Tratamento sistêmico
 

  • Anti-histamínicos:
    a histamina é apenas um dos muitos mediadores que induzem o prurido na pele, portanto o benefício da terapia anti-histamínica é limitado. Como o prurido geralmente é pior à noite, os anti-histamínicos sedativos (hidroxizina,  difenidramina) podem oferecer uma vantagem com seus efeitos colaterais de indução do sono quando usados na hora de dormir por permitir o descanso adequado em casos de prurido noturno grave. Anti-histamínicos mais novos, não sedativos, mostraram eficácia variável no controle do prurido da DA, embora possam ser úteis em um pequeno subgrupo de pacientes com DA e urticária concomitante.  
  • Corticoide sistêmico:
    a melhora clínica significativa que pode ocorrer com os corticosteroides sistêmicos está frequentemente associada a um grave surto de rebote da DA após a interrupção da terapia. Cursos curtos de corticosteroides orais podem ser utilizados na exacerbação da  DA enquanto outras medidas de tratamento estejam sendo instituídas em paralelo, sua retirada deve ser gradual e devem ser intensificados os cuidados com a pele para evitar a de rebote da DA. 
  • Ciclosporina:
    a ciclosporina é uma droga imunossupressora potente que atua principalmente nas células T, suprimindo a transcrição do gene da citocina e tem se mostrado eficaz no controle da DA grave. Ciclosporina (5 mg/kg/dia) para curto e longo prazo (1 ano) tem sido benéfica para crianças com DA grave e refratária. Os possíveis efeitos adversos incluem insuficiência renal e hipertensão. 

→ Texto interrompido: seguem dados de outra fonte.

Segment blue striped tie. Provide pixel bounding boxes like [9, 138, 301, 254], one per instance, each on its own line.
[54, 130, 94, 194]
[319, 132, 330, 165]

  • Micofenolato de mofetil:
    inibidor da biossíntese de purinas usado como imunossupressor em transplantes de órgãos que tem sido usado para tratamento da DA refratária. Além da  imunossupressão, a retinite por herpes simples e supressão da medula óssea relacionada à dose foram relatadas com seu uso. Nem todos os pacientes se beneficiam do tratamento. Deve ser descontinuado se não houver melhora em  4 a 8 semanas.  
  • Metotrexato
    : é um antimetabólito com efeitos inibitórios potentes sobre a síntese de citocinas inflamatórias e quimiotaxia celular. O metotrexato tem sido usado em pacientes com DA recalcitrante. Na DA, a dosagem é mais frequente do que a dosagem semanal usada para psoríase. 
  • Azatioprina
    : é um análogo de purina com efeitos antiinflamatórios e antipopulíferos que tem sido usado no tratamento da DA grave. A mielossupressão é um efeito adverso significativo, e os níveis de tiopurina metiltransferase podem identificar indivíduos em risco. 
  • Dupilumabe:
    um anticorpo monoclonal, que se liga à subunidade α do receptor de IL-4, inibe a sinalização de IL-4 e IL-13, citocinas associadas à DA. Em adultos com DA moderada a grave não controlada pela terapia tópica padrão, o dupilumabe reduz o prurido e melhora a limpeza da pele.   
  • Fototerapia
    : a luz solar natural costuma ser benéfica para pacientes com DA, desde que se evite queimaduras solares e suor excessivo. Muitas modalidades de fototerapia são eficazes para a DA, incluindo ultravioleta A-1, ultravioleta B, banda estreita ultravioleta B e psoraleno mais ultravioleta A. A fototerapia é geralmente reservada para pacientes nos quais os tratamentos padrão falham. Os efeitos adversos de curto prazo da fototerapia incluem eritema, dor na pele, prurido e pigmentação. Os efeitos adversos de longo prazo incluem predisposição a malignidades cutâneas.  

Antes do uso de qualquer um desses medicamentos, os pacientes devem ser encaminhados a um especialista em dermatite atópica que esteja familiarizado com o tratamento da manifestação grave para avaliar os benefícios relativos de terapias alternativas.